The heart is the epicenter of feeling in the body. Love is the emotional expression from individuals to people/things/places/thoughts that hold special significance. It reflects endearment. As humans grow, so does the attachment to “terms of endearment.” Love can be expressed as a possessive or open feeling learned since birth.
The heart, centrally located in the chest, is highly responsive to the membranes/organs that stimulate blood/oxygen circulation throughout the body as well as the lungs which are highly vulnerable to defacement from environment such as smoke, airborne particles or pollution which can result in physical impartments. The mental/emotional impairments are vulnerable to the ups and downs of life’s constantly changing conditions such as emotional situations that affect breathing/mental cognition and result in perceived or unperceived mental/physical/emotional stress that affect the flow of blood through “the healing breath.”
A habitual yoga practice that stimulates deep breathing twisting, moving, lengthening the body, relieves mental/physical/emotional tension like an incoming and outflowing tide. Thus, when poses such as bridge or backbends are practiced with a rhythmic and dynamic respiratory flow, tissues/muscles are lengthened and freeing the “life breath.” Exhalations expand the lungs to release toxins. Yoga poses such as bridge pose, position the chest in a high lift with deep slow breathing to release the storage of toxic chemicals.
Today’s, emphasis is on freeing the flow of fresh oxygenated flood throughout the body by bending/lengthening. You can begin a Bridge Pose from any position such as a yoga squat kneeling with legs moving apart and body lowering slowly to lie flat on the back. Or, you can begin Bridge Pose, lying flat on an open mat with chin to the chest. The pose is initiated by separating the legs with bent knees over the heels. As you plant the knees, pull the arms with clasped hands underneath the hips and lift the upper body with arms folded. To expand the chest, lift the upper body as you deeply inhale and round the chin to rest on the chest as you lift up the core as high as you can. In this position, deeply inhale/exhale with long breaths through the nose.

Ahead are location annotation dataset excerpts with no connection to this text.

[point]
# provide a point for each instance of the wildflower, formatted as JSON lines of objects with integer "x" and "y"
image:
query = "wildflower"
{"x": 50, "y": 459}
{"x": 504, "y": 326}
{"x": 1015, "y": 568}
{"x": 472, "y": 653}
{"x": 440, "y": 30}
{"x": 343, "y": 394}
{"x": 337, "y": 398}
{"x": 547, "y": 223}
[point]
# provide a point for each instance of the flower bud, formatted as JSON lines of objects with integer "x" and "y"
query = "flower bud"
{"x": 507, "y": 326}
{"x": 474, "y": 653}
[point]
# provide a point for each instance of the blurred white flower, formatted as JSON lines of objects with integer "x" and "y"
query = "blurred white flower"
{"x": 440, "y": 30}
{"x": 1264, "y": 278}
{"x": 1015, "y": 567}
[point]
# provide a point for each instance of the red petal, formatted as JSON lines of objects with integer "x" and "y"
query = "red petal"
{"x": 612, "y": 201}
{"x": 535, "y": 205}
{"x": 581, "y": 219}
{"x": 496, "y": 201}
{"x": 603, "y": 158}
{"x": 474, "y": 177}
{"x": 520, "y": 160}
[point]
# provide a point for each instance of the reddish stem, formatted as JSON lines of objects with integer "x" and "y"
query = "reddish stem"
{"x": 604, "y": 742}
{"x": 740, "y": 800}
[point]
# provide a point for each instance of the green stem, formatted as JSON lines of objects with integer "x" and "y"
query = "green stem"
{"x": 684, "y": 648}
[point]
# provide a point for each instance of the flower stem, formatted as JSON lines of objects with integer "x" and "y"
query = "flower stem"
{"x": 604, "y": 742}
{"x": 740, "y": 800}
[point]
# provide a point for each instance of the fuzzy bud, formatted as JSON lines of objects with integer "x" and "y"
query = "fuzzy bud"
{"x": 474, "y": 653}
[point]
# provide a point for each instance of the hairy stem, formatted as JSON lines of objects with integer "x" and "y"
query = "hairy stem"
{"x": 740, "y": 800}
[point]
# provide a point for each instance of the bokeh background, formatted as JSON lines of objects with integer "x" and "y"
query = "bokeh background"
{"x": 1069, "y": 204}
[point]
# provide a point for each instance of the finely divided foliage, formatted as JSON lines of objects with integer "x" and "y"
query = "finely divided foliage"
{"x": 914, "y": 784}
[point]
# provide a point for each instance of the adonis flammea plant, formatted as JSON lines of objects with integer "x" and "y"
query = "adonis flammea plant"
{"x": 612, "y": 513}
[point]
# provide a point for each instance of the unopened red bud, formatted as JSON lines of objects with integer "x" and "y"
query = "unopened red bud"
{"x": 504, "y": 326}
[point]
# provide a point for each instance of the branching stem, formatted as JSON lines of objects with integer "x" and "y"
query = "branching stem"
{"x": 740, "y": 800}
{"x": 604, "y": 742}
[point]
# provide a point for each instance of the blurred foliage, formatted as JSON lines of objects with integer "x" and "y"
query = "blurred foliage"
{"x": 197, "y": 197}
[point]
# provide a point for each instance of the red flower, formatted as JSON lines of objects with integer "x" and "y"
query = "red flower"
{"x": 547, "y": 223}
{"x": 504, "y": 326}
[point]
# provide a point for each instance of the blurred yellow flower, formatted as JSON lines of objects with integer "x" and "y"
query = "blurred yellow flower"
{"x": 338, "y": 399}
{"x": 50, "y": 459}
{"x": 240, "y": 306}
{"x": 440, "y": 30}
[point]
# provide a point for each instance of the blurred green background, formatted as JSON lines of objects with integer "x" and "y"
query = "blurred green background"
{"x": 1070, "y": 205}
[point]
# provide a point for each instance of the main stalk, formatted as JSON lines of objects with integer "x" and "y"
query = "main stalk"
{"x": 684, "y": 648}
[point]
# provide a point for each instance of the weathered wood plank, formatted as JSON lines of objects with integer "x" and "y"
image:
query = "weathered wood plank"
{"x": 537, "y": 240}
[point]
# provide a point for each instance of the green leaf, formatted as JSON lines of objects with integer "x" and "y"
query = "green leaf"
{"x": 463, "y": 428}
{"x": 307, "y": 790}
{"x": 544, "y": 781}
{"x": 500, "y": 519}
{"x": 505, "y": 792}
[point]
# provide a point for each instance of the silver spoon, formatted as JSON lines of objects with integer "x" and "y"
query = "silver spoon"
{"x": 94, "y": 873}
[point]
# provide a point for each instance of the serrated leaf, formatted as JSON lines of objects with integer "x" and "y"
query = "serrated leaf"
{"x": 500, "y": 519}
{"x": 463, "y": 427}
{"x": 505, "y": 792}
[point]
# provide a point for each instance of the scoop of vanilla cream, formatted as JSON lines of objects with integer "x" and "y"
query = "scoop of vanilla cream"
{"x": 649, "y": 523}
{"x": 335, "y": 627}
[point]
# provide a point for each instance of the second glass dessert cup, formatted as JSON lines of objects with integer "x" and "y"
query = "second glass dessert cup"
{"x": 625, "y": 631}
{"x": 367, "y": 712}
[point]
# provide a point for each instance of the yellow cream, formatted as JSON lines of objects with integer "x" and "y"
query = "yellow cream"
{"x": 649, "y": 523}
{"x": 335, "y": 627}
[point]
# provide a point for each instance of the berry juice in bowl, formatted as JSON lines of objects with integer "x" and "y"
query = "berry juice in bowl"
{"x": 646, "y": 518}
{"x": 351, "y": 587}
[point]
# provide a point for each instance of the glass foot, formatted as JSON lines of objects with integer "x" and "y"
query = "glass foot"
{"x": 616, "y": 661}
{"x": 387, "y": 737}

When the mind is free of tension as much as possible, the body begins to relax. Mental energy spun into a tight ball unravels. This posture is wonderful to initiate before retiring. It is good to find a quiet room, lower the lights with a scent of fragrance from incense or an aroma oil. Close the eyes and begin to let go into Shivasana, (“Corpse Pose” lying outstretched on the mat with legs and arms extended by the sides with eyes gently closed). When the mind is empty of all thoughts, expand the chest as you breathe deeply and exhale fully. Stay in this position for as long as you can, then slowly initiate Bridge Pose. You will notice that the pose becomes easier as the body lets go.